This time next year, our student guides will be leading tours of the Harvard Art Museums new facility. We recently took this group of Harvard College undergraduates inside our facility to help them prepare for these tours. For many of the students, it was their first time visiting the museums.
We asked the guides to reflect on the experience, and here is what Sarah Rosenthal (Class of 2015) had to say about this experience.

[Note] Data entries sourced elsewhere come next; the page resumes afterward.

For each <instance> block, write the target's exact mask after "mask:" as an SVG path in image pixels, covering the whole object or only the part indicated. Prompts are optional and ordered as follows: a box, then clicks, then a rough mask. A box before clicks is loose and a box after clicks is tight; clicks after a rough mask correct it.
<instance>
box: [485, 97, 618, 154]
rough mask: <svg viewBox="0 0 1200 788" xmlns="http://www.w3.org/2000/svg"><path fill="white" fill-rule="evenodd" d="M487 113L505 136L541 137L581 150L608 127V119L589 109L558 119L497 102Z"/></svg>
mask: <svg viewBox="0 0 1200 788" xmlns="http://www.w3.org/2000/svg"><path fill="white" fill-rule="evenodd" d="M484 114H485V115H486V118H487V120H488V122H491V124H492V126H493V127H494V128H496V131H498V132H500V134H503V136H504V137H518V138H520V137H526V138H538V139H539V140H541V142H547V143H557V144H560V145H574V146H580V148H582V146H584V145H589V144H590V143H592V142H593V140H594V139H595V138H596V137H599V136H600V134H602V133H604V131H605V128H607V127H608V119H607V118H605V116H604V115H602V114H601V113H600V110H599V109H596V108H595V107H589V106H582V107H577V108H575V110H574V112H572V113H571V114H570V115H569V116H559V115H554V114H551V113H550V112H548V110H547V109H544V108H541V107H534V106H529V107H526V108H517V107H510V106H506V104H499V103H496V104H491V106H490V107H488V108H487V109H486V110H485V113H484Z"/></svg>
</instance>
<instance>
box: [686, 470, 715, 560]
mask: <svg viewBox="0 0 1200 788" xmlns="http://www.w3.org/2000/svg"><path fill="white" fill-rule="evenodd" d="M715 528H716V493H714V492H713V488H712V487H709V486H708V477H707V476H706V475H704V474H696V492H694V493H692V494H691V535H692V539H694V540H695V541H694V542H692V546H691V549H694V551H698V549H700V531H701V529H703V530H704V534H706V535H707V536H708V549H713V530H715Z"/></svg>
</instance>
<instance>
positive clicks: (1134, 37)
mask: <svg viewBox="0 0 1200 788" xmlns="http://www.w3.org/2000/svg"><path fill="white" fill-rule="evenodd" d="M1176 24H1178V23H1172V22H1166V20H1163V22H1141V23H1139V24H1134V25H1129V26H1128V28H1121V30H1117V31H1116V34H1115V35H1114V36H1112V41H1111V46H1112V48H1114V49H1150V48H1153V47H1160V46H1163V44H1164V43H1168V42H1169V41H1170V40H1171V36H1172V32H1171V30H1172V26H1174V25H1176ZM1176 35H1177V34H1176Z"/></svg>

When viewing the empty facility, the most striking thing I noticed is the diversity of spaces and the way that those spaces all have hybrid or transformative identities. The gallery spaces vary from expansive to intimate; the Naumburg Room transplants the old into the new; the [Straus Center for Conservation and Technical Studies] conservation lab makes science an obvious component of the museums; lecture halls create gathering points; glass-walled Winter Gardens let visitors interact with the outside while staying within the contemplative haven of the museums. Many museums, especially of this size, seem to present relatively uniform gallery spaces or perhaps don't make their multitude of functions as apparent, transparent, and interactive as the new Harvard Art Museums do. Seeing a building that will foster not only the viewing of art, but also various modes of interacting with, meditating on, and discussing the objects within it, and that makes the simultaneity of those functions clear, is very exciting . . .I see that, in addition to being a fascinating and attractive building, the Harvard Art Museums are actively working as a powerful resource that will be incorporated into the larger world of Harvard.